My theory is that this error happens because something changed in the packages of centos 7.2. we know that tcmalloc creates false positive in valgrind already. And since it's used by the boost library it's not surprising that we see a valgrind issue. We should check why we did not have that before (but centos 7.2 was added recently so it may not be easy).
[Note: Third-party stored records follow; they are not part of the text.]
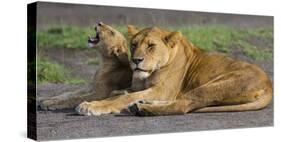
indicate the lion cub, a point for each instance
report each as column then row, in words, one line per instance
column 114, row 72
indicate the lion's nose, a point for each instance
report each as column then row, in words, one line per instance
column 100, row 23
column 137, row 60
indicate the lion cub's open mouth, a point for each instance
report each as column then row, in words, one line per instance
column 93, row 40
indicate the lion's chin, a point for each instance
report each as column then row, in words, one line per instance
column 141, row 74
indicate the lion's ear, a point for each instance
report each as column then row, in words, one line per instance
column 173, row 38
column 132, row 30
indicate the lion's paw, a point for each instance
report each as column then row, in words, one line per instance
column 138, row 109
column 50, row 104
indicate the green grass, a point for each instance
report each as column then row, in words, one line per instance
column 210, row 38
column 48, row 71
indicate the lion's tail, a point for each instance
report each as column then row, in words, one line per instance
column 260, row 103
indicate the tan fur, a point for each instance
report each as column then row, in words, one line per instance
column 114, row 72
column 177, row 78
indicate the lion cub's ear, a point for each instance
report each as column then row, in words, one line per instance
column 132, row 30
column 173, row 38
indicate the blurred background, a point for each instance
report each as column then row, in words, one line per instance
column 63, row 58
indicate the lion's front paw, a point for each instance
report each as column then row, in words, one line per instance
column 138, row 109
column 90, row 108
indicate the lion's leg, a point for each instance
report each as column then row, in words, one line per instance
column 114, row 104
column 142, row 108
column 224, row 89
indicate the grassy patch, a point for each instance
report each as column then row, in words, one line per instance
column 48, row 71
column 210, row 38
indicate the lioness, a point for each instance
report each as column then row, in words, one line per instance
column 179, row 78
column 113, row 74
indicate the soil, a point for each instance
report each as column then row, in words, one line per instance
column 65, row 124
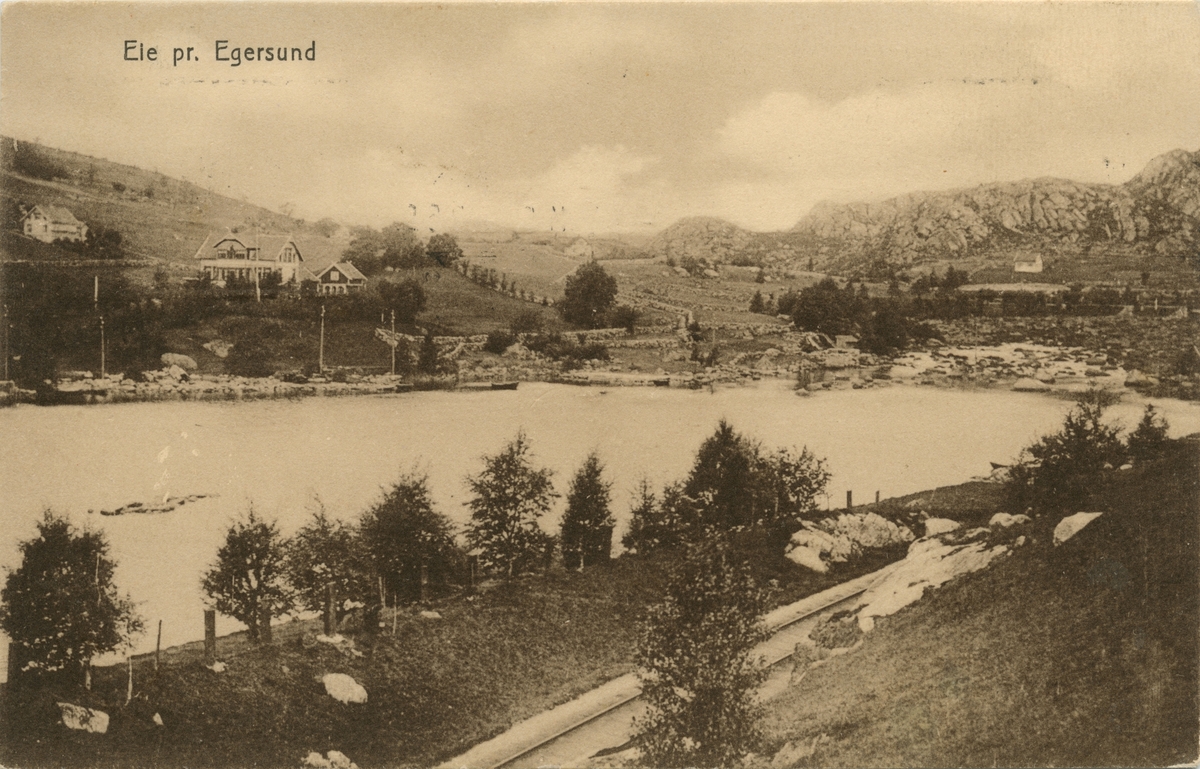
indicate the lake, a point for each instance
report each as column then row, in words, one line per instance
column 282, row 455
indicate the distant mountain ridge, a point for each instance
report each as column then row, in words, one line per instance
column 1157, row 211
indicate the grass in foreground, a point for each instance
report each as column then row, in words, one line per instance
column 436, row 688
column 1079, row 655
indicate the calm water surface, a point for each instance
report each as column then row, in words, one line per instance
column 280, row 455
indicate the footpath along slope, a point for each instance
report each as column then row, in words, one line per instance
column 527, row 736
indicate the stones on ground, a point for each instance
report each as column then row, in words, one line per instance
column 83, row 719
column 1071, row 526
column 940, row 526
column 1005, row 520
column 343, row 689
column 838, row 540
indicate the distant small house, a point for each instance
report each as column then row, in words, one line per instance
column 580, row 248
column 53, row 222
column 340, row 277
column 1027, row 264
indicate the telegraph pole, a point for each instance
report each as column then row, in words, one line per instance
column 321, row 353
column 102, row 372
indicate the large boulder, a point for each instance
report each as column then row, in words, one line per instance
column 175, row 359
column 343, row 689
column 83, row 719
column 1071, row 526
column 1029, row 384
column 940, row 526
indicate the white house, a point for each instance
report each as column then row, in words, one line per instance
column 53, row 222
column 1027, row 264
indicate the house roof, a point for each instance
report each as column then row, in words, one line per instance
column 317, row 254
column 345, row 268
column 57, row 214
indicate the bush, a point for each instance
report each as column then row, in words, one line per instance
column 327, row 552
column 61, row 607
column 587, row 296
column 509, row 498
column 694, row 656
column 498, row 341
column 1065, row 472
column 1150, row 438
column 403, row 533
column 247, row 578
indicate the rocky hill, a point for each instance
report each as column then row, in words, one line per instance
column 1153, row 212
column 1156, row 214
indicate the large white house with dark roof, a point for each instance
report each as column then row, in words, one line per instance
column 252, row 256
column 53, row 222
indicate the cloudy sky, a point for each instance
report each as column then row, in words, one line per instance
column 606, row 118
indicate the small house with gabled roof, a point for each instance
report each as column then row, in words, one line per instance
column 339, row 277
column 53, row 222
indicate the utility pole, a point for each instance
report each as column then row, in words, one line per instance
column 102, row 371
column 321, row 352
column 5, row 342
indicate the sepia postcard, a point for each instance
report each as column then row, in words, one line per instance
column 599, row 384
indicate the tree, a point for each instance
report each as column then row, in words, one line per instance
column 403, row 533
column 1065, row 472
column 443, row 248
column 588, row 523
column 587, row 296
column 429, row 359
column 1150, row 437
column 694, row 656
column 510, row 494
column 61, row 607
column 327, row 552
column 401, row 247
column 247, row 578
column 407, row 298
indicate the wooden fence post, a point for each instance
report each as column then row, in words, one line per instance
column 329, row 610
column 210, row 636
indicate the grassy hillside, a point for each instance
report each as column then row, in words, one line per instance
column 159, row 217
column 1084, row 654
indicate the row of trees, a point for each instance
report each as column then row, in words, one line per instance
column 402, row 544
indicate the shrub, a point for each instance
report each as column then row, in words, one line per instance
column 510, row 496
column 327, row 552
column 1150, row 437
column 247, row 578
column 694, row 656
column 1065, row 472
column 498, row 341
column 61, row 607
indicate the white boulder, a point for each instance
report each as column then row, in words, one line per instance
column 83, row 719
column 343, row 689
column 1071, row 526
column 808, row 558
column 175, row 359
column 940, row 526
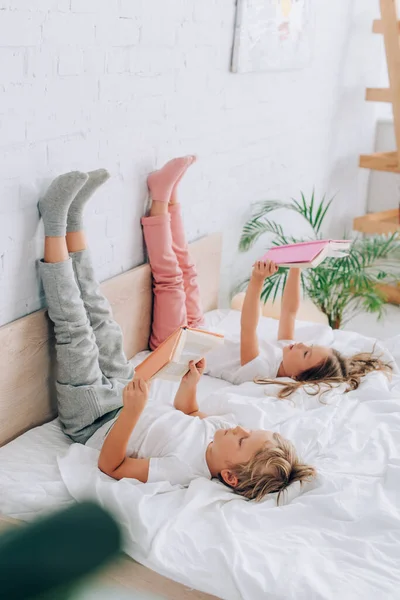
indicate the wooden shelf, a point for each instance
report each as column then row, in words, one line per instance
column 385, row 222
column 381, row 161
column 391, row 292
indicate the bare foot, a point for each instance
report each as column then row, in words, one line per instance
column 162, row 182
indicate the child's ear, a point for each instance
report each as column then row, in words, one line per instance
column 229, row 478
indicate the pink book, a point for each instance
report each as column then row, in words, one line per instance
column 307, row 254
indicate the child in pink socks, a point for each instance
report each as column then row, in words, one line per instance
column 176, row 292
column 177, row 303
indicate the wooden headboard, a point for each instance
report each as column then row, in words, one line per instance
column 27, row 394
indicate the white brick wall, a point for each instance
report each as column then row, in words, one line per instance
column 127, row 84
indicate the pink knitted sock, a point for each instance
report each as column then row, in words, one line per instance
column 161, row 182
column 174, row 194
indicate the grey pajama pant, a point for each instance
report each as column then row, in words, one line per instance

And check if it also happens on master / jewel runs ? And check if maybe there is a suppression somewhere in these branches that already deal with the issue ? Or maybe there is a package upgrade that fixes it system wide for centos 7.2 ?

Actions #10

Updated by Samuel Just about 8 years ago

  • Priority changed from Normal to Urgent
Actions #11

Updated by Loïc Dachary about 8 years ago

  • Assignee set to Loïc Dachary
Actions #12

Updated by Sage Weil about 8 years ago

the problem here is that it didn't use the notcmalloc package .. tcmalloc and valgrind to not mix.

Actions #13

Updated by Sage Weil about 8 years ago

  • Status changed from 12 to Can't reproduce

teuthology pulled packages from teh right url, but apparently it build incorrectly because it still linked against tcmalloc.

the gitbuilder.ceph.com build is gone, though, so i can't verify.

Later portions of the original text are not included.